So where does this leave us? First we need to identify the type of signal. We need to treat old baseband style signals (analog phone lines, RS-232, +/-10 V signals, millivolt temperature signals) far differently from Ethernet, modulated video signals, current signals (0-20 mA digital or 4-20 mA analog), etc. If it needs protection then if it all possible shielding works 100% of the time. Otherwise all those crazy rules about isolation, crossing at right angles, etc., apply.


----------



## AVService (Nov 10, 2017)

paulengr said:


> Big difference between signals. The SNR for Ethernet is over 30 dB by itself, by design. It also has a deep notch at 60 Hz and 1500 V of isolation so it is effectively immune to interference from common power line interference. So it's back to the standard 2" isolation that NEC gives in Chapter 7 rules. Similar things are also true about CATV and especially satellite LNB signals which are both high bandwidth and higher frequencies so they are inherently already pretty well isolated. This is very different from say USB or baseband video signals like composite video for instance. Also AM radio (FM to a degree), shortwave, CB radios, HAM radios... Those signals are concentrated down near DC up to the Kilohertz or a few Megahertz at best and just about anything can cause interference. That's where shielding is the only really practical answer. And if you read the entire phone company "rules" which trust me, NO phone company data center (NOC) EVER followed religiously, and certainly not in the field wiring, you'd never win a bid. Time to bury that time capsule forever.
> 
> Or let's put it another way...have you seen the back of a Cisco 24+ port switch or an IT patch panel? If you have then you know exactly why all these silly rules about isolation are a joke. Think about it...you'd be left using may 2 or 3 ports per switch on the largest switches if you had to space everything 12" apart.
> 
> ...


Then add to this that most/many more signals these days will be distributed on twisted pair network cabling and it gets more tricky in real life.
POE power loss and cable gauge snd distance also a huge consideration and cables are not all rated equally despite the labeling.
There is a lot to the design that goes into it all working in the field and its not always practical to implement as specced if even specced fully if at all.


Sent from my iPhone using Tapatalk


----------



## Navyguy (Mar 15, 2010)

MHElectric said:


> Could anybody give me a down and dirty structured cabling 101 class? Mostly just the installation practices and what wiring is being used.
> 
> Do we really need to keep 12” separation between low voltage and high voltage? We never did that in new construction.


In my world it is like this...

Everybody wants cat6 / 6a but there are no real consumer equipment that needs Cat6 available yet, Cat5e is still good. If you find something that needs Cat6 / 6a and you want room to grow, put in fibre.

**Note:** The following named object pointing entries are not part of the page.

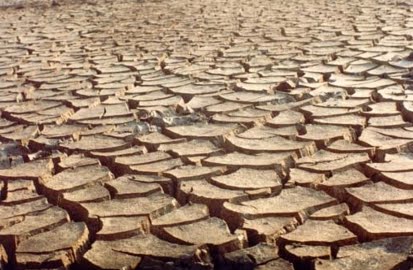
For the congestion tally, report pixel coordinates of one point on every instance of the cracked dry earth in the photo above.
(207, 135)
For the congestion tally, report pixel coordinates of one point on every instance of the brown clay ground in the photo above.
(188, 134)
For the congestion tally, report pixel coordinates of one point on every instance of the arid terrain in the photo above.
(217, 134)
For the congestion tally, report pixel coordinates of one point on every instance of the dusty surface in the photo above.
(181, 134)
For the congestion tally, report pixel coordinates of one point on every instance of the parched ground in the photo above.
(190, 134)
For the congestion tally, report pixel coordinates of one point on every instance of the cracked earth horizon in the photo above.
(217, 134)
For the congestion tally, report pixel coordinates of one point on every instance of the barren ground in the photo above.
(188, 134)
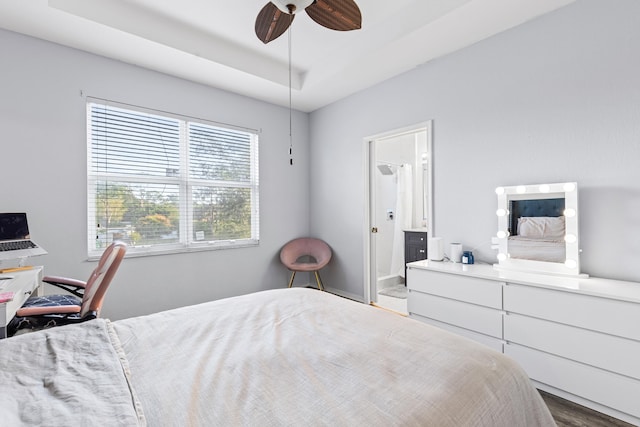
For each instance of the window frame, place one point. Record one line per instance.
(184, 182)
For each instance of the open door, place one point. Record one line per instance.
(399, 199)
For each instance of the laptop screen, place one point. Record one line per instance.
(13, 226)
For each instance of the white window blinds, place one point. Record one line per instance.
(167, 183)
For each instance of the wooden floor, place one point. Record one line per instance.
(569, 414)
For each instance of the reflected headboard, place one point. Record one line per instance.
(535, 207)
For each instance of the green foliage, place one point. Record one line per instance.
(150, 216)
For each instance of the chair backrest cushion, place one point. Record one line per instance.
(101, 277)
(305, 246)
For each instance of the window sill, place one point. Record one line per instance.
(144, 251)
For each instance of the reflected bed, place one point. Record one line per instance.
(279, 357)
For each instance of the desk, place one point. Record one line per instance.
(23, 284)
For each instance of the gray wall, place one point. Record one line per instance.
(556, 99)
(43, 140)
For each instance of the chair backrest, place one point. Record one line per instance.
(305, 246)
(101, 277)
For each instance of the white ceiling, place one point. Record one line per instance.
(213, 41)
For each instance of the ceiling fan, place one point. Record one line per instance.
(277, 15)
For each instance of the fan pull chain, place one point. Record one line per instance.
(290, 108)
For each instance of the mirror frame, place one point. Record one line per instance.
(566, 190)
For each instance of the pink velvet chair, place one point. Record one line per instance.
(54, 310)
(306, 254)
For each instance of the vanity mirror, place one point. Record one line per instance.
(538, 228)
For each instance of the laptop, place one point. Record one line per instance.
(15, 240)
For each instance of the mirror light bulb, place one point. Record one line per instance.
(571, 263)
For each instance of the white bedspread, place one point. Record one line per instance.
(549, 250)
(300, 357)
(290, 357)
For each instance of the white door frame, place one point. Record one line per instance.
(369, 183)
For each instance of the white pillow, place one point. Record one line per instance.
(539, 227)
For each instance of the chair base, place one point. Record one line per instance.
(318, 279)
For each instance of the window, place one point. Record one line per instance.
(167, 183)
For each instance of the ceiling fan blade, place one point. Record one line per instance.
(272, 22)
(340, 15)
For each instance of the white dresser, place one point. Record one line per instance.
(576, 338)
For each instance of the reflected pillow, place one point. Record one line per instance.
(541, 227)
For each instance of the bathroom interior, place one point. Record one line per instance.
(400, 191)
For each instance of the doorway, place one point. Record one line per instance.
(399, 175)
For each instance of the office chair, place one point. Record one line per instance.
(85, 303)
(306, 254)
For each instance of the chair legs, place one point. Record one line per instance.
(293, 274)
(318, 280)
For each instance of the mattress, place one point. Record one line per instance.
(273, 358)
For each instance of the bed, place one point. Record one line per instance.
(537, 230)
(274, 358)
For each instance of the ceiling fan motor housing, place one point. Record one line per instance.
(299, 5)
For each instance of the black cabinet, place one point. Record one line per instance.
(415, 248)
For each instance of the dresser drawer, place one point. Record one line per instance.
(415, 237)
(610, 316)
(462, 288)
(474, 317)
(608, 352)
(491, 342)
(607, 388)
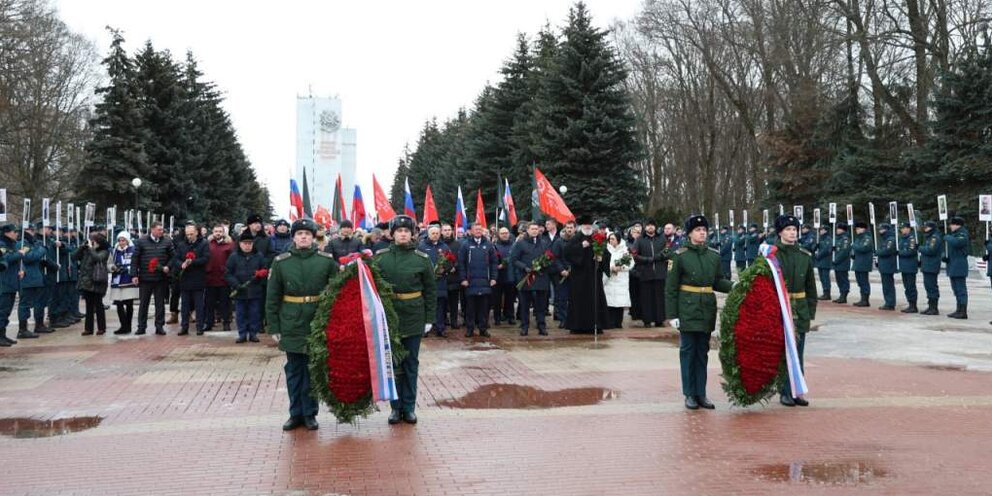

Keep the wiring as straight as possible, keep the twists in the conductors as tight as possible when terminating. If you have to bend, use a large radius for the bend, don't try things like an LB fitting. Always use a grip when pulling cables. Stay away from everything power. Industry bonding and grounding requirements are stupid... unless spec'd and they are paying, use common sense, but never bond to building steel; always back to system ground.

There is no colour standard in the industry, but I find the following is pretty consistent:

Blue = Data Secure
Green = Data Public / WAP
White = VOIP
Red = Security / Camera
Purple = POE Control / Lighting

Velcro is the better option, but tie wraps will work fine, just no sausage rolls! Purchase a cable comb for bundling.

If bundling, try to use a smooth tray vice a "basket" type tray; cross members of the basket crush the cables on the bottom of the bundle.

Residential = A, Commercial = B.

Don't mix and match, if you start with 110, stay with 110. Same for BIX, 66, Krone, etc.

Know the difference between certification, qualification and verification... making a mistake here will cost you a lot of money.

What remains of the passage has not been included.